SARA NIELSEN, STAFF TO REPRESENTATIVE SAMUELS, observed that
the amendment would address residential psychiatric
treatment centers. It would affect the Department's process
in bringing the children back to Alaska.
Representative Stoltze asked that Ms. Clarke address how the
amendment would affect other facilities.
JANET CLARKE, DIRECTOR, DIVISION OF ADMINISTRATIVE SERVICES,
DEPARTMENT OF HEALTH AND SOCIAL SERVICES, clarified that the
amendment has an immediate effective date. The provision
would not be retroactive, so that new facilities would be
covered while existing facilities would not.
Representative Fate questioned how a solid commitment to
implement could be obtained from Amendment #2. Ms. Clarke
agreed that the language seems vague.
TAPE HFC 04 - 73, Side A
Ms. Clarke stressed that Amendment #2 would be hard to
enforce.
Representative Stoltze WITHDREW Amendment #2.
Co-Chair Harris questioned if there were currently any
residential psychiatric treatment facilities being planned.
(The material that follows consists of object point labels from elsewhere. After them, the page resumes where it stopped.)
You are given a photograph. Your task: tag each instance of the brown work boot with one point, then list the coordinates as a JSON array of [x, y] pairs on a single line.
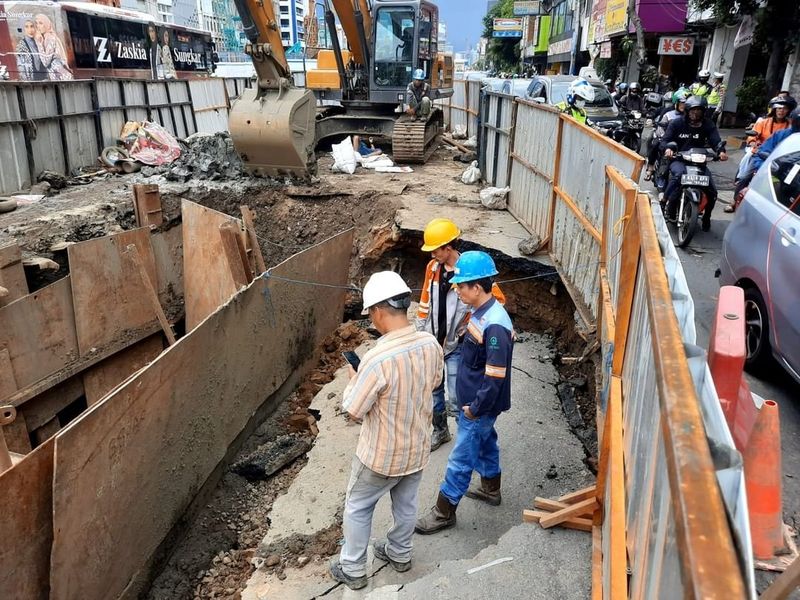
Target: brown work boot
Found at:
[[441, 432], [441, 516], [488, 491]]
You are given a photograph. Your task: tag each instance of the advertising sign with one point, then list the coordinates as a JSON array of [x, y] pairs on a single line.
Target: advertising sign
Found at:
[[676, 46], [507, 28], [616, 17], [527, 9]]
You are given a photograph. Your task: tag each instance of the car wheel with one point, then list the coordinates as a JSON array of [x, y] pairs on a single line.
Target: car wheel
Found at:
[[759, 352]]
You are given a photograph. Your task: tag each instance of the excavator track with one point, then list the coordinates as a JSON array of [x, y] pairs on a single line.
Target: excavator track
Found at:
[[415, 141]]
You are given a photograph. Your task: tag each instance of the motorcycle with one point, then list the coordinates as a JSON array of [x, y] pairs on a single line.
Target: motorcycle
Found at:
[[695, 189]]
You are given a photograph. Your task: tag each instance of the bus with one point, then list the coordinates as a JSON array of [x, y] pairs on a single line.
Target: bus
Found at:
[[61, 41]]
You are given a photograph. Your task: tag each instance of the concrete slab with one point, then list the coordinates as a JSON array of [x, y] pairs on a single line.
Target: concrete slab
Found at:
[[533, 436]]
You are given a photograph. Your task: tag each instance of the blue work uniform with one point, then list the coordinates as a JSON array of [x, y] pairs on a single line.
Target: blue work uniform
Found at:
[[483, 384]]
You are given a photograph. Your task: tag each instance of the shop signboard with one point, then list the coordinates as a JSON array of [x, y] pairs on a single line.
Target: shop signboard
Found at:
[[507, 28], [527, 9], [676, 46], [616, 17]]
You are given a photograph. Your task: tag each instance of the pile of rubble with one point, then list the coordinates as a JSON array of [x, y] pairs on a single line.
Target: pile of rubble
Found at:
[[203, 156]]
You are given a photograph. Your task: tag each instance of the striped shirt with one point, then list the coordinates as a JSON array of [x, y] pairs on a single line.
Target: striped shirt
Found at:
[[392, 393]]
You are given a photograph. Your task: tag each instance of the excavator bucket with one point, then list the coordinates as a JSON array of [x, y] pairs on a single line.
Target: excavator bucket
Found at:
[[274, 133]]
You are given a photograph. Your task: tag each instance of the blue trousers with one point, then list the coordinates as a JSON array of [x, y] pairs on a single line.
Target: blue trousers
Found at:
[[450, 371], [475, 449]]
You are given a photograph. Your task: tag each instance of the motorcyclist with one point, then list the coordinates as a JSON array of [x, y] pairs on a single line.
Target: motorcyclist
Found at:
[[701, 87], [679, 98], [578, 94], [760, 154], [633, 100], [693, 130]]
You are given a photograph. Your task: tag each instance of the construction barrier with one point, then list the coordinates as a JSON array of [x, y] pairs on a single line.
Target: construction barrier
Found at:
[[65, 125], [673, 519]]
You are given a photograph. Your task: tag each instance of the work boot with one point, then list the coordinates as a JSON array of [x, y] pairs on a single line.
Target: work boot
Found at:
[[441, 432], [442, 516], [488, 491]]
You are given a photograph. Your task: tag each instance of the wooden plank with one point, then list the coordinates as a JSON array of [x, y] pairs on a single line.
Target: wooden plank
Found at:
[[100, 380], [12, 274], [46, 431], [709, 563], [159, 436], [785, 584], [578, 509], [147, 205], [17, 438], [148, 287], [536, 516], [107, 291], [207, 279], [250, 227], [234, 254], [39, 332], [46, 406], [26, 530], [578, 495]]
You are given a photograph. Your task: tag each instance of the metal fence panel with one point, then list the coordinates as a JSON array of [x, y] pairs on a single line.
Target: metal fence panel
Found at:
[[534, 156]]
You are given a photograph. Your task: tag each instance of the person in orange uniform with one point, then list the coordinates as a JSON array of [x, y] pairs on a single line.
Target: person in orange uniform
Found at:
[[444, 315]]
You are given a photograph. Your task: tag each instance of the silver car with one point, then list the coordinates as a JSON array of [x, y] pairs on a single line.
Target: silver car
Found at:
[[761, 254]]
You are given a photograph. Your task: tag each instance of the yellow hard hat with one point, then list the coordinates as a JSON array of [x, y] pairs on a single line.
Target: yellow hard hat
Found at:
[[438, 233]]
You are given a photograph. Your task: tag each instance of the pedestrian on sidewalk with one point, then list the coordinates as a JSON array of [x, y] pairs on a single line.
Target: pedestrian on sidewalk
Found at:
[[483, 390], [444, 315], [391, 395]]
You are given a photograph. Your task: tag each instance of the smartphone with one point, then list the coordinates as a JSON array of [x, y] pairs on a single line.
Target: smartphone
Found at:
[[352, 358]]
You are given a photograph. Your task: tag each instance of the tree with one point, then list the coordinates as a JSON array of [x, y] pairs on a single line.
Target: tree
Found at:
[[777, 28], [504, 53]]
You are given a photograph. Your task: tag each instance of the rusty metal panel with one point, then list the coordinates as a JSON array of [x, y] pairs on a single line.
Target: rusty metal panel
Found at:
[[101, 379], [26, 529], [208, 282], [532, 174], [159, 436], [39, 332], [107, 291]]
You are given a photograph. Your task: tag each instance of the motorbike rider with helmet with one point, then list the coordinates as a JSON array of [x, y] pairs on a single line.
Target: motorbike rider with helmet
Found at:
[[579, 93], [693, 130], [701, 87], [679, 99], [633, 100]]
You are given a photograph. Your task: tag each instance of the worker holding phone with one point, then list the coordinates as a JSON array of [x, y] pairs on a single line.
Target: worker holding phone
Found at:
[[390, 393]]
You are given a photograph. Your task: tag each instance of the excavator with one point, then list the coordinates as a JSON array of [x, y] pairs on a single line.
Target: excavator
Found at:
[[359, 90]]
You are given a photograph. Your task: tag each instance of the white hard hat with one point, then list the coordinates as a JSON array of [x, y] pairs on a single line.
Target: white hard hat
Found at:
[[383, 286]]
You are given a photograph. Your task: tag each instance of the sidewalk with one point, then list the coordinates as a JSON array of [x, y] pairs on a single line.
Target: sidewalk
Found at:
[[540, 457]]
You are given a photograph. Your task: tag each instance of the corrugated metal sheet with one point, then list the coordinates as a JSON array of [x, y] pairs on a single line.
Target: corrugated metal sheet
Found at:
[[532, 190]]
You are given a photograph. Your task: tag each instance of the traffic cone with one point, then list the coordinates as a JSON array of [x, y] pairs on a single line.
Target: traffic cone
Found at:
[[762, 475]]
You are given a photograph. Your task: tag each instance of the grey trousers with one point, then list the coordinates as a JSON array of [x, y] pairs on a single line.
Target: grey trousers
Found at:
[[366, 487]]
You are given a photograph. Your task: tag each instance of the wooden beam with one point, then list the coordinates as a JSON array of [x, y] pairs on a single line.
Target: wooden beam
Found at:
[[536, 516], [578, 509], [229, 233], [249, 225], [785, 584], [132, 254]]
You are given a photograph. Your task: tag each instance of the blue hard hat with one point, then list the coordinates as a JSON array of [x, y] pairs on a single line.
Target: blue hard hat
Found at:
[[473, 265]]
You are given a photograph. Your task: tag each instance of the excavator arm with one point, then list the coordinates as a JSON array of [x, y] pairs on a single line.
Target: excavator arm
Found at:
[[273, 124]]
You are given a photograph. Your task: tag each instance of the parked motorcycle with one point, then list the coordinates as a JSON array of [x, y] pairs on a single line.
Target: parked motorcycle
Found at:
[[695, 191]]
Ms. Clarke observed that recently there were two letters of
intent submitted for facilities that were less than $1
million and clearly not covered by the CON. She has not seen
anything in writing regarding the building of a larger
facility.
In response to a question by Co-Chair Harris, Ms. Clarke
observed that the House HESS Committee had discussed
increasing the threshold to $2.5 million, which would
include equipment. She explained that the Department opposed
the proposal because of concerns on the number of Medicaid
beds that could be built at that level. She felt that costs
would increase in those areas.
Ms. Clarke observed that the CON program over 28 years has
avoided construction of 518 nursing home beds, 468 acute
hospital beds, 9 ambulatory surgery suites, 144 substance
abuse beds and 60 psychiatric beds, and 30 rehab beds. It
has also avoided nearly $200 million in construction costs
and millions in annual operating costs. She stated that the
extra 518 nursing home beds would have cost $45.8 million in
2003.
Representative Hawker MOVED to report CSHB 511 (HES) out of
Committee with the accompanying fiscal note. There being NO
OBJECTION, it was so ordered.
CSHB 511 (HES) was REPORTED out of Committee with a "do
pass" recommendation and with previously published fiscal
impact notes #1 and #2.
ADJOURNMENT
The meeting was adjourned at 3:30 P.M.